En este transcurrir de los días hay quien se dedica sólo a sí mismo, otros se dedican a los suyos, pocos se dedican a todos. Estos pocos a veces son llamados maestros, no sólo porque enseñan algo que no se aprendería si no fuera por ellos, algo que hacemos con las manos o la mente, como un oficio o un pensamiento. Se les llama maestro con gusto, no sólo por esto, sino por una enseñanza que se cumple con el devenir de su vida, lo que llaman ética los filósofos y lo que coloquialmente llamamos la obra de los días. ¿Cómo vivir la vida? La enseñanza viene de los maestros.
Armando Manríquez fue uno de ellos. Treinta o más años enseñando a pintar a niños, adolescentes, jóvenes y adultos, y formó generaciones de pintores, sí, pero no sólo. Formó generaciones de humanistas, personas que aprendían a ser humanos. Las suyas eran clases que mostraban el sentido final del arte: el descubrimiento de uno mismo, la comunicación del propio espíritu, la seguridad de mirarse. Como buen maestro, enseñaba esto mediante el oficio. Paciencia y generosidad eran la base de su método.

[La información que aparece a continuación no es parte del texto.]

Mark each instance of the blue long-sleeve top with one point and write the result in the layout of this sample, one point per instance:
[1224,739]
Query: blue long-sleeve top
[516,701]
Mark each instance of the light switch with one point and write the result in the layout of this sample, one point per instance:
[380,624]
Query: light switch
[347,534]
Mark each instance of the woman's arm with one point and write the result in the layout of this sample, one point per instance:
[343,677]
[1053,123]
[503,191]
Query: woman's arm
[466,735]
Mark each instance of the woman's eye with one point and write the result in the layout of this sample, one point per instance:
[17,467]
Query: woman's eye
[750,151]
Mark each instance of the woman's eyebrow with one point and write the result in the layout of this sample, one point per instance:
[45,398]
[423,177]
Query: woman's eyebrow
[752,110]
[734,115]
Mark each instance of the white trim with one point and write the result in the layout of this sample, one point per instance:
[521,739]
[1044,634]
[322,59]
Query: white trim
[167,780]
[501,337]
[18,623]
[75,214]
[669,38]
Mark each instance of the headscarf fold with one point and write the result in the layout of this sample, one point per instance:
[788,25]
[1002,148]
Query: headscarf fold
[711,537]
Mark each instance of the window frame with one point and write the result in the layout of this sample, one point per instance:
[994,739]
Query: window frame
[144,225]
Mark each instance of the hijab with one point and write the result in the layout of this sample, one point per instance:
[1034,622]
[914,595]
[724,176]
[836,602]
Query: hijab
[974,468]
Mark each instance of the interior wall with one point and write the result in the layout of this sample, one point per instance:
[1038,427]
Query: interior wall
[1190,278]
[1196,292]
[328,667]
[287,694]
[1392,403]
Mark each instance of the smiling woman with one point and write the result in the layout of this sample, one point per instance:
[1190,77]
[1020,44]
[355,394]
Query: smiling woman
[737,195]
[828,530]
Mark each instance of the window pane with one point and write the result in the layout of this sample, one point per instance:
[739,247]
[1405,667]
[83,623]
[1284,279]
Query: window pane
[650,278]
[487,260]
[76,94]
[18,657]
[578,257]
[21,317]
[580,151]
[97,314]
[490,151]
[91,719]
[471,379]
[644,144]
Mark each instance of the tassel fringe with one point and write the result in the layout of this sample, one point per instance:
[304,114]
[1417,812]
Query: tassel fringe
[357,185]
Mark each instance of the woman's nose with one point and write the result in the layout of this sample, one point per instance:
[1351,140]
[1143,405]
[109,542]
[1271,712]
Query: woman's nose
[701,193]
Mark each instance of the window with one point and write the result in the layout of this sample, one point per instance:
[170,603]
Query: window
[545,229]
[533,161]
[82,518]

Todas las técnicas de pintura eran enseñadas por Manríquez a quien se lo pidiera. Hacía tarde a tarde su labor de enseñanza en la Casa de la Cultura del Esterito en La Paz. Por las mañanas pintaba para sí mismo y a veces para exposiciones colectivas, en las que participaba motivando a sus estudiantes de muchos años a hacer lo mismo, enfrentando la crítica del público. Había desarrollado un estilo único e inconfundible en sus obras; todas con una ejecución de la técnica y un valor en sus símbolos que merecen una interpretación amplia y atenta.
¿Cuántas generaciones pasaron por las enseñanzas del maestro Manríquez? ¿Cuántos pintores con él se decidieron a ser profesionales? ¿Cuántos gracias a él han hecho de la pintura ese instante privado en que por obra de la voluntad, la pasión y la necesidad un mundo imaginado se corporiza? Podrían contarse cientos de paceños y sudcalifornianos.
Recuerdo una ocasión hace seis años cuando le mostré mi asombro ante la fidelidad de los autorretratos que sus alumnos hacían con sólo una semana de práctica. “Uno se prepara cada año para mejorar la técnica de enseñanza del año anterior. Yo llevo 22 años tomando cursos de pedagogía”, contestó en un tono que me pareció ajeno a la modestia o al orgullo: era una explicación natural y completa del motivo.
El extraordinario maestro de pintura que dedicó su corazón a todos murió el domingo 21 de marzo de 2010, para sorpresa y tristeza de quienes lo conocimos. Quedamos con esta nostalgia de querer haberle hecho saber nuestro afecto por su persona y por su esfuerzo. Ahora comprobaremos el viejo adagio de que el final de los maestros es también un gran principio. La vida y obra de Armando Manríquez es un excelente cimiento.
Publicado también en Alternativa 73, pp. 94-101, con una exposición de sus pinturas a color.